Open codynhat opened 3 years ago
@gravenp Have you done much thinking about what the actual tax rate should be? Or a methodology for figuring out what it should be?
The basic tradeoff to think about is investment efficiency vs. allocative efficiency. A 0% tax (today's world) leads to 100% investment efficiency. You invest in property and you can capture all the value by selling it for the new appreciated price. A 100% tax means no incentive to improve property (you have to raise your self-assessed price and get taxed 100%), but the property always goes to the individual willing to pay the highest tax this year (=allocation efficiency).
In Radical Markets, they propose 7% as a starting point for physical real estate. We're trying to reflect that market on the Geo Web (at least in ownership for the most part), so I figured we'd start there.

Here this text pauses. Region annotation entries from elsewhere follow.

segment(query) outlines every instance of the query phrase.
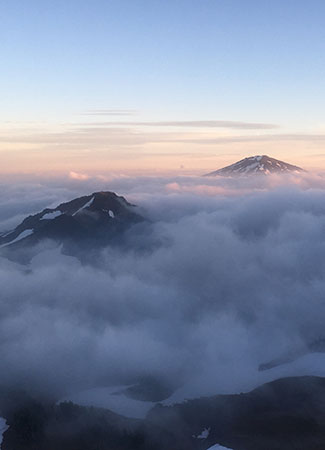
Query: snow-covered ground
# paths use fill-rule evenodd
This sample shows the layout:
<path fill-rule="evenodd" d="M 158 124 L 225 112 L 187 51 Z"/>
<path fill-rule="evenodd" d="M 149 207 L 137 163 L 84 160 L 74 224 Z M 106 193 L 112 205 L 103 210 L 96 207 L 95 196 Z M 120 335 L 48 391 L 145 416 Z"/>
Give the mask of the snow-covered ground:
<path fill-rule="evenodd" d="M 5 431 L 8 430 L 8 425 L 6 422 L 6 419 L 4 419 L 3 417 L 0 417 L 0 449 L 1 449 L 1 444 L 2 444 L 2 440 L 3 440 L 3 433 Z"/>
<path fill-rule="evenodd" d="M 208 450 L 232 450 L 229 447 L 223 447 L 222 445 L 215 444 L 212 447 L 209 447 Z"/>
<path fill-rule="evenodd" d="M 44 216 L 43 217 L 41 217 L 41 220 L 53 220 L 53 219 L 55 219 L 56 217 L 59 217 L 59 216 L 61 216 L 62 215 L 62 212 L 61 211 L 53 211 L 53 212 L 51 212 L 51 213 L 46 213 L 46 214 L 44 214 Z"/>
<path fill-rule="evenodd" d="M 10 241 L 10 242 L 6 242 L 5 244 L 1 245 L 1 247 L 6 247 L 9 244 L 14 244 L 15 242 L 21 241 L 22 239 L 24 239 L 27 236 L 30 236 L 31 234 L 33 234 L 34 231 L 33 230 L 24 230 L 22 233 L 20 233 L 14 240 Z M 0 247 L 0 248 L 1 248 Z"/>
<path fill-rule="evenodd" d="M 164 405 L 172 405 L 180 403 L 185 399 L 196 398 L 204 395 L 217 395 L 217 394 L 236 394 L 241 392 L 249 392 L 264 383 L 277 380 L 279 378 L 291 377 L 291 376 L 320 376 L 325 377 L 325 353 L 310 353 L 295 361 L 281 366 L 274 367 L 270 370 L 259 372 L 256 369 L 252 376 L 253 381 L 244 381 L 239 387 L 237 384 L 228 385 L 227 391 L 218 391 L 216 388 L 211 392 L 205 392 L 201 387 L 201 392 L 198 392 L 196 386 L 185 385 L 178 389 L 168 399 L 160 402 Z M 111 411 L 131 418 L 144 418 L 147 412 L 155 406 L 154 402 L 140 401 L 129 398 L 123 394 L 123 390 L 128 386 L 113 386 L 94 388 L 87 391 L 82 391 L 69 395 L 66 399 L 83 406 L 95 406 L 101 408 L 108 408 Z M 64 401 L 62 400 L 62 401 Z"/>
<path fill-rule="evenodd" d="M 69 395 L 67 398 L 60 400 L 60 402 L 71 401 L 81 406 L 107 408 L 125 417 L 143 419 L 147 412 L 155 406 L 155 403 L 127 397 L 123 394 L 123 391 L 128 387 L 111 386 L 89 389 Z"/>

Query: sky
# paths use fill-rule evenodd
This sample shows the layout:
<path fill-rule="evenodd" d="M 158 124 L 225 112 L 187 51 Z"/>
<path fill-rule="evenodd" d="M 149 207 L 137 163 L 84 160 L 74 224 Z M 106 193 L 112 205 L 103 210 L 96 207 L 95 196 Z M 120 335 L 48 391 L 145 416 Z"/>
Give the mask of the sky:
<path fill-rule="evenodd" d="M 0 173 L 325 169 L 322 0 L 4 0 Z"/>

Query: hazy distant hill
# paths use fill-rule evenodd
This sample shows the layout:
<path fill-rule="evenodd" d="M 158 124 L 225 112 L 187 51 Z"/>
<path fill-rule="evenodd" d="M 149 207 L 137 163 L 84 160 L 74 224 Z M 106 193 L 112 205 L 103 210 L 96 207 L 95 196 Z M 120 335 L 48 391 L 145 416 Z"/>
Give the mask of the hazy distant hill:
<path fill-rule="evenodd" d="M 238 175 L 269 175 L 272 173 L 290 173 L 290 172 L 305 172 L 304 169 L 298 166 L 293 166 L 284 161 L 270 158 L 267 155 L 249 156 L 241 159 L 230 166 L 207 173 L 205 176 L 225 176 L 233 177 Z"/>

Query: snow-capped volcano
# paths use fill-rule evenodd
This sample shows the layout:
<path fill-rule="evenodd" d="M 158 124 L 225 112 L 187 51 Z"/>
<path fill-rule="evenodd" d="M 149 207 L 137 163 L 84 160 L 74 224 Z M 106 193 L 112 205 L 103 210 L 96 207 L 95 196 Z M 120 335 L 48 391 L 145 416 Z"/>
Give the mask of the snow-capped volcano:
<path fill-rule="evenodd" d="M 237 175 L 269 175 L 272 173 L 292 173 L 305 172 L 304 169 L 298 166 L 293 166 L 284 161 L 271 158 L 267 155 L 249 156 L 241 159 L 230 166 L 207 173 L 205 176 L 225 176 L 233 177 Z"/>

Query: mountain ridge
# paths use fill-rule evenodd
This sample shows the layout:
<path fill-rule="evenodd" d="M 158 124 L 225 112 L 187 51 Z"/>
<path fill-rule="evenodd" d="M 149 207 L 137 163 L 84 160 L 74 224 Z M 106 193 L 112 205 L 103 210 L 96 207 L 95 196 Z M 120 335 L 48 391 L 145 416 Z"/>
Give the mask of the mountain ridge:
<path fill-rule="evenodd" d="M 94 192 L 26 217 L 14 230 L 0 235 L 0 250 L 44 239 L 105 245 L 143 220 L 136 206 L 124 197 L 110 191 Z"/>

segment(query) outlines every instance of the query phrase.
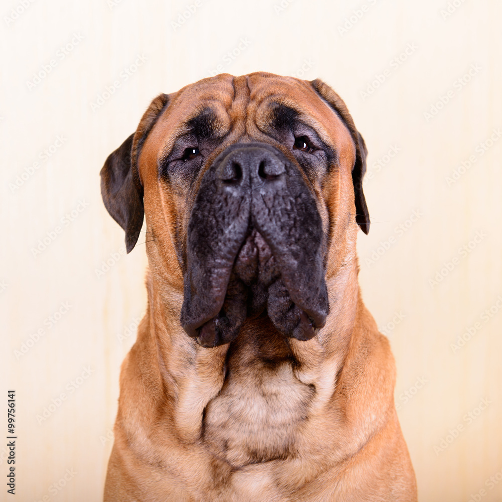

Two thoughts on why we might adjust that higher (after more rigorous study):
1) Investment in digital real estate isn't the same as physical real estate. Investments are going to be more mobile (they're digital), but not entirely reusable (e.g. integrated content designed for a physical space; the buyer is only getting the land, not the content). 2) Higher tax rates are more punitive for squatters and lead to a more liquid market.
Flat tax rate for all land parcels. What is the tax rate?
Vitalik + Radical Markets mentions the tax rate being equal to the chance per year that the property gets sold is optimal.